Mitchell walked past him, into his office.
“He wants to go over brain tumor epidemic scenarios again. Are you still fresh on the tumor scenarios?”
“In a decade, four percent of his workforce will develop gliomas,” said Mitchell impatiently, crossing the vast carpeted expanse. “Three percent acoustic neuromas, two percent salivary gland tumors, one percent meningioma, another five percent benign tumors. Financial damages can be extrapolated accordingly. OK?”
Mitchell removed from his desk drawer Elsa’s most recent letter. He read it over, looking for clues to her silence. There was her usual canoe sketch, the same neat schoolgirl’s handwriting. You’d think that if something were wrong you’d be able to see it in the handwriting, but penmanship that graceful indicated reason, orderliness, calm. Could it be some kind of subterfuge? He didn’t think Elsa was capable of subterfuge.

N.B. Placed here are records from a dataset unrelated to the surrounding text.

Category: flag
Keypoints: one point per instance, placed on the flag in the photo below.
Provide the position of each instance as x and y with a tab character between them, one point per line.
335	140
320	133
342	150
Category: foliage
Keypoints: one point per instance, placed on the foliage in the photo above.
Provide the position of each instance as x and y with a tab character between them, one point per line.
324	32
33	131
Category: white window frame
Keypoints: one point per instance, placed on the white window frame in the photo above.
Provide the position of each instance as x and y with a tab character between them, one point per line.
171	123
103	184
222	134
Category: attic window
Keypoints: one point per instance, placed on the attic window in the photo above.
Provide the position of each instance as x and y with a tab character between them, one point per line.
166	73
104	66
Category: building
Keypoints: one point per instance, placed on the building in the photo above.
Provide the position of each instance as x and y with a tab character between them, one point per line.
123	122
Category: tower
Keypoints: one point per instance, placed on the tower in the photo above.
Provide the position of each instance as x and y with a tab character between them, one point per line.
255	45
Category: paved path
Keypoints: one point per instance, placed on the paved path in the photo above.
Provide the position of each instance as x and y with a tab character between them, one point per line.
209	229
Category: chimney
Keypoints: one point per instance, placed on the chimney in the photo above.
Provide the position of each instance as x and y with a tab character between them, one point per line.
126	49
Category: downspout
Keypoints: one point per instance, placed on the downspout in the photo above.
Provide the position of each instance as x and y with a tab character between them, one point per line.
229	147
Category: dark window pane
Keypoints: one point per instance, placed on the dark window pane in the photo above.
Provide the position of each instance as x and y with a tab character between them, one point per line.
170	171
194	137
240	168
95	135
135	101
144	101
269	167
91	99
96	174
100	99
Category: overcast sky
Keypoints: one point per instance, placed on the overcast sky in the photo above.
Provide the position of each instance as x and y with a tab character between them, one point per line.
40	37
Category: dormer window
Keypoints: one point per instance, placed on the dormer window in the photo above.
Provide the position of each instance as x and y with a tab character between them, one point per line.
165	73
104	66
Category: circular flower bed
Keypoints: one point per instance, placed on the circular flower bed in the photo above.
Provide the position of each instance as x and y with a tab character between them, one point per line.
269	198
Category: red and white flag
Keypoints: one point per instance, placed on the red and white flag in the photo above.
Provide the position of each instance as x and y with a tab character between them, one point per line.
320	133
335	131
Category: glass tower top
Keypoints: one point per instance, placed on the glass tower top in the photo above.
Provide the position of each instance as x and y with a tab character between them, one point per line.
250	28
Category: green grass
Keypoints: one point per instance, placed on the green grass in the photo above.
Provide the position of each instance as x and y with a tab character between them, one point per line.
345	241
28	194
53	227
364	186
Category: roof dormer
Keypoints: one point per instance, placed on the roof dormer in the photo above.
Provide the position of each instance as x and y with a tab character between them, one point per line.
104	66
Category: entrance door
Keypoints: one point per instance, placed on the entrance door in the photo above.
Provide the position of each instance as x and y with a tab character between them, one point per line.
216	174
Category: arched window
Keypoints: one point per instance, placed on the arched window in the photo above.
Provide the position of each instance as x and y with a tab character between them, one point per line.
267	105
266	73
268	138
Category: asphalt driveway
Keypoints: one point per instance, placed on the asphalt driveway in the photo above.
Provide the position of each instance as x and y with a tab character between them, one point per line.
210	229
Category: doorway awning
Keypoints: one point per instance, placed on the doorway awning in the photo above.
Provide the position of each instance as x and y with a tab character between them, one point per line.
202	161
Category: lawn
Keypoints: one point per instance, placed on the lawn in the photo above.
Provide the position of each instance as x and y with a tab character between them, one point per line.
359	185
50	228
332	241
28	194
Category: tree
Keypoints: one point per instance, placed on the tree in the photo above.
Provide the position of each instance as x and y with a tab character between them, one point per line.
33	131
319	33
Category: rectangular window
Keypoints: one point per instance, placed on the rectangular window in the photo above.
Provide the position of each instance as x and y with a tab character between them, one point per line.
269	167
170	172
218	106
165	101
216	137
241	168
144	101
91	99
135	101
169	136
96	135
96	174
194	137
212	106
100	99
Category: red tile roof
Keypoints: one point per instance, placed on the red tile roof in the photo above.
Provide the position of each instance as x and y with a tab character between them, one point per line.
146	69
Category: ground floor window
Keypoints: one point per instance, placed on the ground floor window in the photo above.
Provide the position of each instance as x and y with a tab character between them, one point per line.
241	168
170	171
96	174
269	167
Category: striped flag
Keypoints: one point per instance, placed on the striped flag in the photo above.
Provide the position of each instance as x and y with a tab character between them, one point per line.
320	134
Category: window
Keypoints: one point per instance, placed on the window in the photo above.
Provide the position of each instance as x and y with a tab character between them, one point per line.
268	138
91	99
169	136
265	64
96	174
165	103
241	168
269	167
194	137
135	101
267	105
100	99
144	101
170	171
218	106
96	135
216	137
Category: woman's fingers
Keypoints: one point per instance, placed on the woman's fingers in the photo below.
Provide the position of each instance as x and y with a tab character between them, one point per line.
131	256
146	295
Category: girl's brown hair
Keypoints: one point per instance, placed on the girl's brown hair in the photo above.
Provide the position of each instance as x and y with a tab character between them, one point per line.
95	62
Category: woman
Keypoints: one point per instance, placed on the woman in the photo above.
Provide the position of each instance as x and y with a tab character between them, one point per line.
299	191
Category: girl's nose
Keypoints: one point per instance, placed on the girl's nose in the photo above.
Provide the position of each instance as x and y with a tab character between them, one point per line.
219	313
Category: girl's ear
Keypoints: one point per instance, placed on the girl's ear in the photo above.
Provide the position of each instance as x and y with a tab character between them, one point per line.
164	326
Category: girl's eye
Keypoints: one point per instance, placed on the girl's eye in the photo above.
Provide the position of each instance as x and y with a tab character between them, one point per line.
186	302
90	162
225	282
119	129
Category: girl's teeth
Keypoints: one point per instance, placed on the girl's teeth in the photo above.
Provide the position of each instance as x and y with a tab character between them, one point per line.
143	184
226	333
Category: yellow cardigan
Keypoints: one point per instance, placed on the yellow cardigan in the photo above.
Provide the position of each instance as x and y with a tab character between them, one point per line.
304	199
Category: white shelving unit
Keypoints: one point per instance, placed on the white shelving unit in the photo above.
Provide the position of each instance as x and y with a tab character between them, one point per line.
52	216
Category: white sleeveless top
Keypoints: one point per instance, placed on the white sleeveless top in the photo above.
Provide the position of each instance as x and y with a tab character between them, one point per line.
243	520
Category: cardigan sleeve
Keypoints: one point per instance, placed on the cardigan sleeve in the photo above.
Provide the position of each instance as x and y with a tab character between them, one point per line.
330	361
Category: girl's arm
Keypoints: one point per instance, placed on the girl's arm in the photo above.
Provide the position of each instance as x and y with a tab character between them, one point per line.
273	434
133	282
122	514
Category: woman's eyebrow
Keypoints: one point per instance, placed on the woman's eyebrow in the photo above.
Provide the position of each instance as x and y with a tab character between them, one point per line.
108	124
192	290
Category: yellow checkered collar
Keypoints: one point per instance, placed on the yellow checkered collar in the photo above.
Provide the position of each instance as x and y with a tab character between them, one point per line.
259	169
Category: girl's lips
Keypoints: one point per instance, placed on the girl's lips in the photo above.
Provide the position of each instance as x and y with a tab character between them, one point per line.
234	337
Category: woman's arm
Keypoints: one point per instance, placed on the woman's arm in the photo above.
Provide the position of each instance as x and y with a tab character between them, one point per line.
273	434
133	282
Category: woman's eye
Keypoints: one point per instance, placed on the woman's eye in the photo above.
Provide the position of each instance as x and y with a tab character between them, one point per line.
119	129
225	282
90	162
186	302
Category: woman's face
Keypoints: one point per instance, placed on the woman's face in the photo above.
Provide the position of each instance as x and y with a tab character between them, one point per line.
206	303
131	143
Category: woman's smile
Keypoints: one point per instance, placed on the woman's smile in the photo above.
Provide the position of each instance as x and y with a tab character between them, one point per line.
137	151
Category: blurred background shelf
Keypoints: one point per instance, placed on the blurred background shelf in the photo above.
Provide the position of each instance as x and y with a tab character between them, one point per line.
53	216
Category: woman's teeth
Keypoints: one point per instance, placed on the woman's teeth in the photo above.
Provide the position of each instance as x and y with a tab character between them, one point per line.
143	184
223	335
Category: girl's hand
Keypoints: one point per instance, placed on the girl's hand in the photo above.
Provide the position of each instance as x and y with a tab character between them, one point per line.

It was not a particularly long letter. She spent most of it recounting problems she’d had keeping the artesian well clean — because of the drought it had drained and was beginning to develop mold. She joked about one of her more avid comrades on the farm who had argued in defense of the mold, which after all was a colony of living organisms. “According to him, fifty-pound sacks of powdered milk are better than cartons of organic milk but not as good as milk squeezed out of our neighbor’s goats. Shopping for overalls in Augusta is better than shopping for overalls online, but weaving our own overalls out of hemp is better still. Nudity is best. Toothpaste without fluoride or parabens or propylene glycol is essential, but baking soda and peppermint oil does the trick fine, and a mush made out of crushed pine needles and dirt is ideal.” Elsa seemed in good spirits. There was nothing to indicate that she wanted to cut off contact with Mitchell.
“Any mail today, Alec?” he called out.
“Just the normal things.”
Mitchell ran back across the long ivory carpet to the small waiting room where the day’s envelopes and packages lay stacked on a coffee table. He hoped there wasn’t a letter from Elsa in the pile and he was afraid that there was not a letter in the pile and he was afraid that he was afraid.
“I’m still going to need you in the meeting,” said Alec. “He’s paying to see you, after all. They all pay to see you.”
“Start without me.”
Mitchell flipped through the envelopes. There was the usual assortment of doomsday paraphernalia, the daily harbingers of things to come: the September issue of the Food Safety Magazine ; a carton of ciprofloxacin; a report he had ordered from the Federation of American Scientists titled “Updated International Nuclear Warhead Database”; and the annual statement of the Reinsurance Industry Consortium, the association of gargantuan corporations that insured insurance companies. But no sign of Elsa’s canoe. The old familiar fears started growing inside him like a tropical forest.